Google llc (20240211413). Streaming Transfers and Ordering Model simplified abstract

From WikiPatents
Jump to navigation Jump to search

Streaming Transfers and Ordering Model

Organization Name

google llc

Inventor(s)

Rahul Nagarajan of San Jose CA (US)

Arpith Chacko Jacob of Los Altos CA (US)

Suvinay Subramanian of Sunnyvale CA (US)

Hema Hariharan of Cupertino CA (US)

Streaming Transfers and Ordering Model - A simplified explanation of the abstract

This abstract first appeared for US patent application 20240211413 titled 'Streaming Transfers and Ordering Model

The hardware/software interface described in this patent application enables asynchronous data movement between off-core memory and core-local memory, known as "stream transfers," along with a stream ordering model. This innovation allows for more efficient expression of common data movement patterns, particularly in sparse workloads. Direct stream instructions within a stream are processed in order, while indirect stream instructions process offset elements in an offset list in order. A sync flag is updated to indicate monotonic incremental progress for the stream.

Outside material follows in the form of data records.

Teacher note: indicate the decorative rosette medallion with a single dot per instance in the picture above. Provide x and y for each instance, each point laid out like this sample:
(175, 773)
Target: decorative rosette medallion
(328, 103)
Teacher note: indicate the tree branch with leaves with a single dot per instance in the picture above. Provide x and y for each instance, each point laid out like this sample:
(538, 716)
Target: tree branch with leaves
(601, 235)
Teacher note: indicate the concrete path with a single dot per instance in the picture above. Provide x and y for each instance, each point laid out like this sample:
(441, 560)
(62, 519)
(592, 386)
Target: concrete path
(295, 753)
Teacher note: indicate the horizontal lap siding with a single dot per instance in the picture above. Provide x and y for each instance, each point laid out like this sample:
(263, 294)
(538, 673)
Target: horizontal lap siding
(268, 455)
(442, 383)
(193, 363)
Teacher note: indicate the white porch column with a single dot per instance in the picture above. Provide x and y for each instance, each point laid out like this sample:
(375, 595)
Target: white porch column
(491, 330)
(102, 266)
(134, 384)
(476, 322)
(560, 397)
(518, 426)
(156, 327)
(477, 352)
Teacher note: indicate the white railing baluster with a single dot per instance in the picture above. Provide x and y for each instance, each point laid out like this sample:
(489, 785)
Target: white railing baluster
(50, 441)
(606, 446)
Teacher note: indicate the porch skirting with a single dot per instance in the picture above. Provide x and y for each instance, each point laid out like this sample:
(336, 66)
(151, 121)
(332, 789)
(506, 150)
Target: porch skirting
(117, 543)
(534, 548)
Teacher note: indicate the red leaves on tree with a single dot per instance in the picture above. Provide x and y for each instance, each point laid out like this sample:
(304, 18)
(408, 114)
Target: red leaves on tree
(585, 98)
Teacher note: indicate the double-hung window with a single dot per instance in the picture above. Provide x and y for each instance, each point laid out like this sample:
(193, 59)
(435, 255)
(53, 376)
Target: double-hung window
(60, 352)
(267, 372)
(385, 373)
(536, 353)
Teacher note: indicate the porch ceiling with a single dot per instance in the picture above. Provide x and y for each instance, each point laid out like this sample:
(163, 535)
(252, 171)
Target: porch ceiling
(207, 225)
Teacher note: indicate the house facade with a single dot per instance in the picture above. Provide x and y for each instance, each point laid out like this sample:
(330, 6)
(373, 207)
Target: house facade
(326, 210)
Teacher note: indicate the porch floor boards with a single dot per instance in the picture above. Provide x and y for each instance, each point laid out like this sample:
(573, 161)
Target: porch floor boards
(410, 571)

  • Hardware/software interface for asynchronous data movement
  • Stream transfers between off-core memory and core-local memory
  • Stream ordering model for efficient data movement patterns
  • Direct and indirect stream instructions processed in order
  • Sync flag updated to indicate progress for the stream

Potential Applications: - High-performance computing - Data analytics - Artificial intelligence and machine learning - Cloud computing - Internet of Things (IoT) devices

Problems Solved: - Efficient data movement in sparse workloads - Streamlining common data movement patterns - Monotonic incremental progress tracking - Improved performance in memory-intensive applications - Enhanced synchronization between different memory types

Benefits: - Increased efficiency in data movement - Improved performance in memory-bound applications - Simplified expression of data movement patterns - Better synchronization between off-core and core-local memory - Enhanced scalability for large-scale computing tasks

Commercial Applications: Title: "Enhanced Data Movement Interface for High-Performance Computing" This technology could be utilized in supercomputing centers, data centers, research institutions, and cloud computing providers to optimize data movement and improve overall system performance. The market implications include faster processing speeds, reduced latency, and enhanced scalability for memory-intensive applications.

Questions about the technology: 1. How does this hardware/software interface improve data movement efficiency in sparse workloads? 2. What are the key advantages of using stream transfers between off-core memory and core-local memory for high-performance computing tasks?

Frequently Updated Research: Researchers in the field of computer architecture and high-performance computing are continually exploring new ways to optimize data movement between different types of memory to enhance overall system performance. Stay updated on the latest advancements in stream transfers and stream ordering models for improved efficiency in memory-bound applications.


Original Abstract Submitted

generally disclosed herein is a hardware/software interface for asynchronous data movement between an off-core memory and a core-local memory, referred to as “stream transfers”, and a stream ordering model. the stream transfers allow software to more efficiently express common data-movement patterns, specifically ones seen in sparse workloads. direct stream instructions that belong to a stream are processed in-order. for indirect stream instructions, offset elements in an offset list are processed in order. a sync flag is updated to indicate monotonic incremental progress for the stream.